I learned something really amazing about God this week. Amazing, and humbling. I realized that I needed to make some spiritual improvements in my life. That is perhaps the biggest reason why I started this experiment. But in doing so, I also realized turning my spiritual life into an 'experiment' would be a little hypocritical to the Lord.
And indeed, when I knelt down to pray on Day 1, I felt nothing but hypocrisy on my lips. It was almost like I was saying, "Okay God, I'm giving you 35 days. 35 days that I'm going to pay closer attention to our relationship. 35 days to be a fair weather friend." And true to that feeling, it was a hollow experience.
But lovingly, despite my reasons for returning to a more intimate form of communication with Him, He has instilled me with a few glimpses this week of his Tender Mercies. Mostly this is personal, so I won't discuss it here, but I do feel to be true to this experiment, I need to document it here. This week has left me feeling more inspired. And humbled to know that even though my effort has been embarrassingly small, the Lord has doubled that effort in return, and that leaves me with an incredible sense of HOPE!
Sunday, March 7, 2010
Day 7
One week down. It seems appropriate to get out my checklist and see what I've managed to accomplish this week.
- Financial: Bring my lunch 4 times a week. I actually surprised myself here. I made my lunch three times. That is more than I expected. And what is more, I'm sort of loving it. I love not having to leave a tip, or spend more than I actually eat. I even managed to enjoy a few of the left overs from my dinners. I felt very savvy in this goal! I'm giving myself a B+ in this category because I'm the teacher, so there!
- Spiritual: Twice daily communication with the Lord. Study the Good Book each morning. This is one of the more challenging habits to recreate. I used to be so great at it. I hate to admit, but I noticed a direct correlation between this goal and the goal on going to bed on time! When I organized my night and went to sleep on time in my own bed, getting up was easier and I felt less rushed in the morning and had more time to study and pray.

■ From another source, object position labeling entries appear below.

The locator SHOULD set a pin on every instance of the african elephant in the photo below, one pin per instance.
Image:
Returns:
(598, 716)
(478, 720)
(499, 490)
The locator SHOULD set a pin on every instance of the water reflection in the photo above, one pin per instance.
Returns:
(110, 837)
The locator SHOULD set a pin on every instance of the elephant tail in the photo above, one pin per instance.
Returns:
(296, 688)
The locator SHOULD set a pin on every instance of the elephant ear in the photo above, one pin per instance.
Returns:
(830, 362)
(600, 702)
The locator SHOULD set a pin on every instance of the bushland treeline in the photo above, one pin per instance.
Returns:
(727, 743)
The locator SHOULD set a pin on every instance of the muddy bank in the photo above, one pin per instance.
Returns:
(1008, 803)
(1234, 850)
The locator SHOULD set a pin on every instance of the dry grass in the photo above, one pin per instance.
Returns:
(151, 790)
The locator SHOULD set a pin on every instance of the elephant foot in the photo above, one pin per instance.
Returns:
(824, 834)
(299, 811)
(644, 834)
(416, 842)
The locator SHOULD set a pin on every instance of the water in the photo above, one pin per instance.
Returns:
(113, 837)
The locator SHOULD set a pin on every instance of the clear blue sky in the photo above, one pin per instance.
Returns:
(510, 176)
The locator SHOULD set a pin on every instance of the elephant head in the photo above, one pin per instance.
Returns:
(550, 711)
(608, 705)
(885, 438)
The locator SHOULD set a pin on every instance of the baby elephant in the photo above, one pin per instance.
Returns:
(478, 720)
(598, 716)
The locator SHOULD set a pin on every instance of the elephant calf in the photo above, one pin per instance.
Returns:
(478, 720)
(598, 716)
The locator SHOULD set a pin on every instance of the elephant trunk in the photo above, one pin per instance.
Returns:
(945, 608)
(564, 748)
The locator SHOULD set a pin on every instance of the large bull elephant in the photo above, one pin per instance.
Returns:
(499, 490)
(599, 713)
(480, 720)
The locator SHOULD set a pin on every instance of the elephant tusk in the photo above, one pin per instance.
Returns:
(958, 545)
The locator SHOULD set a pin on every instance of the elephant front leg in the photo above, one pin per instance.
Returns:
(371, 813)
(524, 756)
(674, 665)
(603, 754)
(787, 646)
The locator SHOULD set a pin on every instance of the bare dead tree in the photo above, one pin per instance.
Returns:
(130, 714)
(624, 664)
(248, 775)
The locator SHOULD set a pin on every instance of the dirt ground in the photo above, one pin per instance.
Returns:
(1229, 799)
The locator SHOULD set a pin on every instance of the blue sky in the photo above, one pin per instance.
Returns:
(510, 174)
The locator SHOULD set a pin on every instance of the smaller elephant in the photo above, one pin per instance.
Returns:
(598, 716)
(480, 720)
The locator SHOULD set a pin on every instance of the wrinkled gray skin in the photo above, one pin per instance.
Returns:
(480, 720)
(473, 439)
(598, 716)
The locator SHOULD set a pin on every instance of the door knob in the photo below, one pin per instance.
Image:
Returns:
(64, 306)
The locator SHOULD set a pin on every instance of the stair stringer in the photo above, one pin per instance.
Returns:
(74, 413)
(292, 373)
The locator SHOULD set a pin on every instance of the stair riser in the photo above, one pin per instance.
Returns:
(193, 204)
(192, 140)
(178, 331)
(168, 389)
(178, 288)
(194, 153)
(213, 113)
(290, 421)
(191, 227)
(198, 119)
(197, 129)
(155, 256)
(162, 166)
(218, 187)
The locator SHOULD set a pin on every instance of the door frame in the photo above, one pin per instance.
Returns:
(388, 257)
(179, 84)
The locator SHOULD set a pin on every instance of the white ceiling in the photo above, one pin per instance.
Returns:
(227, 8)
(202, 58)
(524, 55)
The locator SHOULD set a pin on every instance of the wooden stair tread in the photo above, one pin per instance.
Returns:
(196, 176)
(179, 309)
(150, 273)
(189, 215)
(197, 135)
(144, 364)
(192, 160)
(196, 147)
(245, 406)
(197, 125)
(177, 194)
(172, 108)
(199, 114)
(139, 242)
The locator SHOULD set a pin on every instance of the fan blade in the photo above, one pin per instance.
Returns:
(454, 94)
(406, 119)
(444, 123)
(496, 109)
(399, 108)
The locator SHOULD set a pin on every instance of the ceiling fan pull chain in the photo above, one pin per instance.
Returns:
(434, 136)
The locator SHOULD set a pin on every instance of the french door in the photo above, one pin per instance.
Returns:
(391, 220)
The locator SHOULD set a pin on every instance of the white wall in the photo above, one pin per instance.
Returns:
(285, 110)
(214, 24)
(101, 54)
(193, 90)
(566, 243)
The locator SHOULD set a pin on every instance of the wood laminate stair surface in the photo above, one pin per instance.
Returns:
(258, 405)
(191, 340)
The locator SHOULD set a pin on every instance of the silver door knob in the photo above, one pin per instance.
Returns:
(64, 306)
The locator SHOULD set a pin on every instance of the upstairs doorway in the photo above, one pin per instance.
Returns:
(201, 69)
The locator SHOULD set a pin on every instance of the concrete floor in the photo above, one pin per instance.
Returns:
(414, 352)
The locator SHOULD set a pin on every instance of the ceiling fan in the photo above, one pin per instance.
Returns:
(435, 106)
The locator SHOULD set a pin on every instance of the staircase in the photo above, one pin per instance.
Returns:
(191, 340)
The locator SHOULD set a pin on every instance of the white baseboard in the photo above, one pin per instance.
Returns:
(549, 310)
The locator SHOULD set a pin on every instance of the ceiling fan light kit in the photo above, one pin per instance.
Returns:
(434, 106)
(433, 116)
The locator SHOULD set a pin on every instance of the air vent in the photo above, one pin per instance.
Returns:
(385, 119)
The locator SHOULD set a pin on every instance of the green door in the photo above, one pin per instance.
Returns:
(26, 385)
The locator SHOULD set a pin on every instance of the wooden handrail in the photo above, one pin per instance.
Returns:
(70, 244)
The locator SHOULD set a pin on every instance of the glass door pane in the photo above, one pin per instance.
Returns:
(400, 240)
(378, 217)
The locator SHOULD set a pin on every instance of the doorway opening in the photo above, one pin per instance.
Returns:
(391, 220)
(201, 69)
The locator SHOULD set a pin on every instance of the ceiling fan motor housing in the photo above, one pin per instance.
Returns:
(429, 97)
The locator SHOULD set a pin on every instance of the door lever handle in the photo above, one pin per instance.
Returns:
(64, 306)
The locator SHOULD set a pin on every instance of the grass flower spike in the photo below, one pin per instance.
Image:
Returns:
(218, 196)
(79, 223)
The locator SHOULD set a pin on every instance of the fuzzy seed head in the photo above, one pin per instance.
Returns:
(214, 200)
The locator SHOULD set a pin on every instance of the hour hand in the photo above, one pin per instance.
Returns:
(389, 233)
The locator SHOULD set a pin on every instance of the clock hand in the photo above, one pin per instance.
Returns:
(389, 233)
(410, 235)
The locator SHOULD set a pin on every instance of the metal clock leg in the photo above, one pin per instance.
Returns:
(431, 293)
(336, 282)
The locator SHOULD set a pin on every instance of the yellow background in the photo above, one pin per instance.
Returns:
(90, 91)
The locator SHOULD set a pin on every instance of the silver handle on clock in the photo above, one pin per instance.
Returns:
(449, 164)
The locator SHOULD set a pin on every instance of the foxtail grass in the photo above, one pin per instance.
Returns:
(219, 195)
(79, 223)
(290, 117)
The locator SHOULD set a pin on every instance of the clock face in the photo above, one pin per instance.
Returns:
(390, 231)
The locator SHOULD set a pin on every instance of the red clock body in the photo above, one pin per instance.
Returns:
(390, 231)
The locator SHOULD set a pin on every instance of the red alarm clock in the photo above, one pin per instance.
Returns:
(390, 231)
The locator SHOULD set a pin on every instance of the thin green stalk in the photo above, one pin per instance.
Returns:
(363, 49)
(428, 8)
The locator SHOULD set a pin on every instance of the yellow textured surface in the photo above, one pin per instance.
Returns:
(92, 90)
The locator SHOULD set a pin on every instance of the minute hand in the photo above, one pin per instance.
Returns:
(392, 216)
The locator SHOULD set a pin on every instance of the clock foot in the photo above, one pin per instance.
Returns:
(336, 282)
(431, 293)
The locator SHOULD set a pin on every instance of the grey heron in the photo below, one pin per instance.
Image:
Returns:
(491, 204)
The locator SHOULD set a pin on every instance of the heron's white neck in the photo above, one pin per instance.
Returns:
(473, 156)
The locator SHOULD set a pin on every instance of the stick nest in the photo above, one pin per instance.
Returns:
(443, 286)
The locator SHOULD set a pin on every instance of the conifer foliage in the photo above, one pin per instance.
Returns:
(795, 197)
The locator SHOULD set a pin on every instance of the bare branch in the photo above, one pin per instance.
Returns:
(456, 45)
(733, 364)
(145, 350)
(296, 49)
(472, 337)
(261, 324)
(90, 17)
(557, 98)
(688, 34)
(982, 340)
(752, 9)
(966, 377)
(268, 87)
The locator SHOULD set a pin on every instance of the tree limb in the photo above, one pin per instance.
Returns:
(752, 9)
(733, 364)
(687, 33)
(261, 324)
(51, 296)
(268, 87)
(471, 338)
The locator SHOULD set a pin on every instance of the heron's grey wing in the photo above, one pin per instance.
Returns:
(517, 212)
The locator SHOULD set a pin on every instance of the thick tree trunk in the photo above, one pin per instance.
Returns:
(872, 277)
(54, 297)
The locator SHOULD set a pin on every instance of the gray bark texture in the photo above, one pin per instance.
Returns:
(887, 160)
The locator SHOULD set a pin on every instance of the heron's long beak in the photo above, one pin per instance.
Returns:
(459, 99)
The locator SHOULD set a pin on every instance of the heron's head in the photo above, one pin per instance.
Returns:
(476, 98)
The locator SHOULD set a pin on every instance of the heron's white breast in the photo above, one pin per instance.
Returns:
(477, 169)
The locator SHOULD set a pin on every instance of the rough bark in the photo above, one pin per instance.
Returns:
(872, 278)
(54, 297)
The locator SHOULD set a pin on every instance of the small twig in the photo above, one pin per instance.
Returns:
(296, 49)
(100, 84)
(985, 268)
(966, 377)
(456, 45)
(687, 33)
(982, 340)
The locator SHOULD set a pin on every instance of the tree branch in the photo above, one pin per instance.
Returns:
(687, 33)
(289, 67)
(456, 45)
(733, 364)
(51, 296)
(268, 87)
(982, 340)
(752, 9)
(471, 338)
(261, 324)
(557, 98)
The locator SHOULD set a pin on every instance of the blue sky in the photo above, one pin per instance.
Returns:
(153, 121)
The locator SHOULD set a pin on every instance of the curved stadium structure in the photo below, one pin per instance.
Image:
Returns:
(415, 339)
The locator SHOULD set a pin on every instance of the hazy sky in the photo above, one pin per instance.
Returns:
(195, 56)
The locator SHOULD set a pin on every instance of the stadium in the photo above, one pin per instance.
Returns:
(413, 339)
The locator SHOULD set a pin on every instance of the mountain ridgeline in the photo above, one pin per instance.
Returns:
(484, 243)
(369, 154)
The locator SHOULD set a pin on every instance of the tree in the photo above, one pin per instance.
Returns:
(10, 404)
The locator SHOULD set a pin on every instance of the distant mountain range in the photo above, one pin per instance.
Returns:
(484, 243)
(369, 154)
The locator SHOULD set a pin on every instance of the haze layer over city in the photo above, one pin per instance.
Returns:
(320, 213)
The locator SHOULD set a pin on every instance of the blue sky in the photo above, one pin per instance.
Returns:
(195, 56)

- Social: Home by 11:00 on school nights. No TV after that time. Proud to say I aced the home by 11 PM section! And 4/5 on the no TV after that time. I did have a relapse the night I got my blackberry as I stayed up late playing with it in front of my TV.
- Physical: Get out of bed on time. A+ Didn't always enjoy this, but made it happen! No caffeine Tuesday - Thursday. I made it T-W. 66%. What is that a D+? This is definitely not a grade I'm used to seeing! But I knew this would be one of my more difficult changes. Mostly it's a social challenge. I can see now why it would be hard to go to a bar and not order alcohol if you used to drink. Honestly, when it comes time to make a beverage selection, nothing else has any appeal. So this is obviously going to take more time or more willpower! I think I will stick to the plan to eliminate caffeine three days a week, but change the days to Monday, Tuesday and Thursday. Give myself a mid-week reward.
- Mental: One swear word a day. Since I'm grading this test, I'm giving myself a solid A-. My number of swear words averaged one a day. Does that count. Of course Sam told me if I got to the end of the day and hadn't sworn I better hurry and say one so as not to have wasted the day!
- Emotional: Don't participate in criticism of others. . . . I followed the adage, if you can't say anything nice don't say anything at all. But I'm not sure this is really working for me. Here is where I give myself my first F, and hang my head in shame.
As you can see. Lots of work ahead. Lots of terrible habits still in need of change. But at the end of the day, I think I was a better human being this week. And that counts for something.